「・・・・・・・・・30秒、それ以上。・・・・・・。出してやろう。」

 神谷は一歩歩み出た。

 ・・・バチ・・・・・・バチバチ・・・。

 神谷は歩みを止めた。

 「・・・・・・?何だ?・・・最後の悪あがきか?」



 ・・・・・・バチバチ・・・バリバリ・・・



 「・・・・・・!?・・・・・・これは!??」

 瓦礫から、蛍光黄緑色の光が漏れる。

 瓦礫が勢いよく吹き飛んだ。



 バリッ・・・バチバチッ・・・・・・



 そこに現れたは・・・蛍光黄緑の光に包まれた雷太。
 全身の傷が・・・・・・治りかかっている。

 「・・・・・・な・・・なんだそれは・・・?」

 神谷が聞く。

 「・・・魔力だ。」

 雷太は静かに答える。

 神谷は目と耳を疑った。

 「馬鹿な・・・!魔力だと!?
  魔力が体外に溢れ出るなど、聞いたことがないぞ!!」

 「・・・・・・・・・・・・・・・。
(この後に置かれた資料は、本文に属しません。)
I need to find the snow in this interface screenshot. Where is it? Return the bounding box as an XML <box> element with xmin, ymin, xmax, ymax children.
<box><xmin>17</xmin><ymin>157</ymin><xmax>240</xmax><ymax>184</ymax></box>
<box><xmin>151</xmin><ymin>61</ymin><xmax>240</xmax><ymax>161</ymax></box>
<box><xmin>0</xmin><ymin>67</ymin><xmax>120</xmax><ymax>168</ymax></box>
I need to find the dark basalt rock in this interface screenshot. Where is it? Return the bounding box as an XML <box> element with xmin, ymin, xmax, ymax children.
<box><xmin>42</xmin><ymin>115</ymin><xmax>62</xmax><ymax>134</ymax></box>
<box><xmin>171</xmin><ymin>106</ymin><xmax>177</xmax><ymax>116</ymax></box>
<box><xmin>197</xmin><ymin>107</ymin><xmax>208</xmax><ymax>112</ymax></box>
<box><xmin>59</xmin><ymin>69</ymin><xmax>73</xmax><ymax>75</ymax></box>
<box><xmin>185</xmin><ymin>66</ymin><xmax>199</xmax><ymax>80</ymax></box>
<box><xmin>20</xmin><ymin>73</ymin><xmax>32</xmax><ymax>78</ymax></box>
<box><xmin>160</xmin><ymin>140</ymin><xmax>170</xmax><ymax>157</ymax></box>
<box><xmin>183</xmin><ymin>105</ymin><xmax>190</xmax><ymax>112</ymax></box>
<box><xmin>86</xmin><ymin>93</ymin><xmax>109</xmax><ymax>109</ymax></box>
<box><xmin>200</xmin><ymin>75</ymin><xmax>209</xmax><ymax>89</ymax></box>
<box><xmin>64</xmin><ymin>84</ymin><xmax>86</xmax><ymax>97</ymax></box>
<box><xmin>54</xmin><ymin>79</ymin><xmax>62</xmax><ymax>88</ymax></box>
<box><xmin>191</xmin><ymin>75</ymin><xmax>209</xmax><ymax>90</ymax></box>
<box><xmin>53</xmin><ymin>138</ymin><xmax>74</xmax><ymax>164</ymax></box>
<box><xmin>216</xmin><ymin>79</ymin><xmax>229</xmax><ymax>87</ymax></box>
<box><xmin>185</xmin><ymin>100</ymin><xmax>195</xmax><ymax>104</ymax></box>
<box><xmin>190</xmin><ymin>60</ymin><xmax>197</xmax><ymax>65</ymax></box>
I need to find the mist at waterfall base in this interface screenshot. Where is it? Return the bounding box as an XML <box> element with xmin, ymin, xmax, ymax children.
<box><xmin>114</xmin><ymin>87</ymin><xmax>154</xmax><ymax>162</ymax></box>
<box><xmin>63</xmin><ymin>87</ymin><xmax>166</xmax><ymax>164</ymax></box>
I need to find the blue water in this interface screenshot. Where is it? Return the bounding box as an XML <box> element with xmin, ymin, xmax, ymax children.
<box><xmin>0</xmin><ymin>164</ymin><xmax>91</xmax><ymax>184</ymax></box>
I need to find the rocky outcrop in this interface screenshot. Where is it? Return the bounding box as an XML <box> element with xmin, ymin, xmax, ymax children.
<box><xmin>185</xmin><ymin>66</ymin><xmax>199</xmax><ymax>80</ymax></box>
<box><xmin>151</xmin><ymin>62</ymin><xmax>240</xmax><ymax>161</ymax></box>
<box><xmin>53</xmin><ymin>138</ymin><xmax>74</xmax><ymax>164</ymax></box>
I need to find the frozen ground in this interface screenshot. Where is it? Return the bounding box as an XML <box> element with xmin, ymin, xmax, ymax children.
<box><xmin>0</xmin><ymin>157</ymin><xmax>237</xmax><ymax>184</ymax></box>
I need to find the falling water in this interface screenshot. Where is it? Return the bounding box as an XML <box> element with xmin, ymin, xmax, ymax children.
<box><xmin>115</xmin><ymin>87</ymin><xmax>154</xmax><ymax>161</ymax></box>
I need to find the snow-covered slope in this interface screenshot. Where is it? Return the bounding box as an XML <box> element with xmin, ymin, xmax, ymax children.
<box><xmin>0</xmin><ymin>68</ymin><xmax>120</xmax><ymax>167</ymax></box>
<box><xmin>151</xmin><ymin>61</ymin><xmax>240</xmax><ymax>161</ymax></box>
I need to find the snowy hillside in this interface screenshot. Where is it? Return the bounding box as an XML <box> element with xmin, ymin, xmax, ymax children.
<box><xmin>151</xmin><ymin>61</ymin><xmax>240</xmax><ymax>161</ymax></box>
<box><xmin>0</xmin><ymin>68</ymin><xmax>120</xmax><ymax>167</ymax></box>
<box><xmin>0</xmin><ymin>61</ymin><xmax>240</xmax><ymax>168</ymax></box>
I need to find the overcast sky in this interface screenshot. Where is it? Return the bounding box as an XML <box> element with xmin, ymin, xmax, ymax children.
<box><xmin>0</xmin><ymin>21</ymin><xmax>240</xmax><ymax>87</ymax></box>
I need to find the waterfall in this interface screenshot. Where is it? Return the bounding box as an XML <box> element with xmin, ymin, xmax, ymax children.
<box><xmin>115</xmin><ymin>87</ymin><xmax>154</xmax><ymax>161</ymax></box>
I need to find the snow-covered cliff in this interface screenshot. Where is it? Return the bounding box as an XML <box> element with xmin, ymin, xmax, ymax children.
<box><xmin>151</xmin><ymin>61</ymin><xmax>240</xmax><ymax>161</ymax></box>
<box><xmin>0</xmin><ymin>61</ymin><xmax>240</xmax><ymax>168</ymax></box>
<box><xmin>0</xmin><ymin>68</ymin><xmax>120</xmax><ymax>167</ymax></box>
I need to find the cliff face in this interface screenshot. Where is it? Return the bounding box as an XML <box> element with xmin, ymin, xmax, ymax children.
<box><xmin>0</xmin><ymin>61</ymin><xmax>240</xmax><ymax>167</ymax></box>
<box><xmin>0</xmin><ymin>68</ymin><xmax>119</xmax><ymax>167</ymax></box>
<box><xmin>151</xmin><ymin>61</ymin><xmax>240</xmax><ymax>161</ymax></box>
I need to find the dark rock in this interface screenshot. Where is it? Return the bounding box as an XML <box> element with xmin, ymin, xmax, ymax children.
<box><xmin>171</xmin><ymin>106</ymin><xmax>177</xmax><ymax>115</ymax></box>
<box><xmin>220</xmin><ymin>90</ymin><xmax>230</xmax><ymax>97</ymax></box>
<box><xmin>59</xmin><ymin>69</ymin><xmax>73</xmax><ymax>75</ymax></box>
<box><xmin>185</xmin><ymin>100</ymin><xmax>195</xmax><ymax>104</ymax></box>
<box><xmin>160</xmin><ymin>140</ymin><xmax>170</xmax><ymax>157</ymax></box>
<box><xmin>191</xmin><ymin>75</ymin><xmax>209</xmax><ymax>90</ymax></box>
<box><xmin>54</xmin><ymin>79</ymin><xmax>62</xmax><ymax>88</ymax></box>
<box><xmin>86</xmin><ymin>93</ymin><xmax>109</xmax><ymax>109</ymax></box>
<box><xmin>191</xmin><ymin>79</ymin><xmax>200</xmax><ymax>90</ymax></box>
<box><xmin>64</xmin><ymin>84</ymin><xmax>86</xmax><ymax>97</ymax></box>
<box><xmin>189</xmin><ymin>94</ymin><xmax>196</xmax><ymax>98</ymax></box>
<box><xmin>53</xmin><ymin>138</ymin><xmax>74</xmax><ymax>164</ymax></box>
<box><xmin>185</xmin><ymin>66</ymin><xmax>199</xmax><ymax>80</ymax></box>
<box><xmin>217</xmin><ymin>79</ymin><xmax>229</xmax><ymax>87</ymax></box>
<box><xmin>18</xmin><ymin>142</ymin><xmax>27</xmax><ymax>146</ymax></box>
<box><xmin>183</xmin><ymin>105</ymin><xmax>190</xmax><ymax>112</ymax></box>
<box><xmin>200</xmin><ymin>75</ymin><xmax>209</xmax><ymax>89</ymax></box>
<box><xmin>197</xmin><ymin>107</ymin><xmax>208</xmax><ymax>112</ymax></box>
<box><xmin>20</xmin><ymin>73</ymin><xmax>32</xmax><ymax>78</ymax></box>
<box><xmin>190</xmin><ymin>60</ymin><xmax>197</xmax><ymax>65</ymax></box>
」

 「確かに『魔力魔法』という魔法は聞いたことがある。
  だが、魔力を魔力のままで出すことは余りに難しく危険で、
  殆どの者は、魔力をわずかでも体外に出すと死に至るはず――――――

 「それが!・・・・・・・・・俺にはできる。」

 神谷の言葉を遮り雷太は言った。

 「・・・・・・・・・・・・・・・・・・。」

 神谷は黙った。
 あの神谷が圧倒されている。

 雷太は左手を真横に構えた。

 「炎魔法『ヤイバ』。」



 ゴォオゥッ!!!



 余りにも巨大な炎が、左の壁に余りにも巨大な穴を開けた。

 巨大すぎて、下手をしてあと1m上だったら、
 かなり離れているはずの2階吹き抜け廊下の兵達も焼き尽くしていたところだ。

 「俺のヤイバは特殊な魔法。
  他の魔法とは違い、込める魔力の量によって威力が違う。」

 「・・・・・・・・・・・・・・・・・・。」

 「決着をつけようぜ、IFP空軍部大佐:神谷 新右衛門。」

 「・・・・・・・・・。」



 ズ・・・ズズズズ・・・



 神谷の背後に同じく巨大で水色の空気が渦巻く。

 「・・・・・・面白い。相手にとって不覚無し。
  行くぞ。“強大組織”『ブラックメン』副総長:龍 雷太。」

 一瞬訪れかけた静寂を許さず、二人は言い放つ。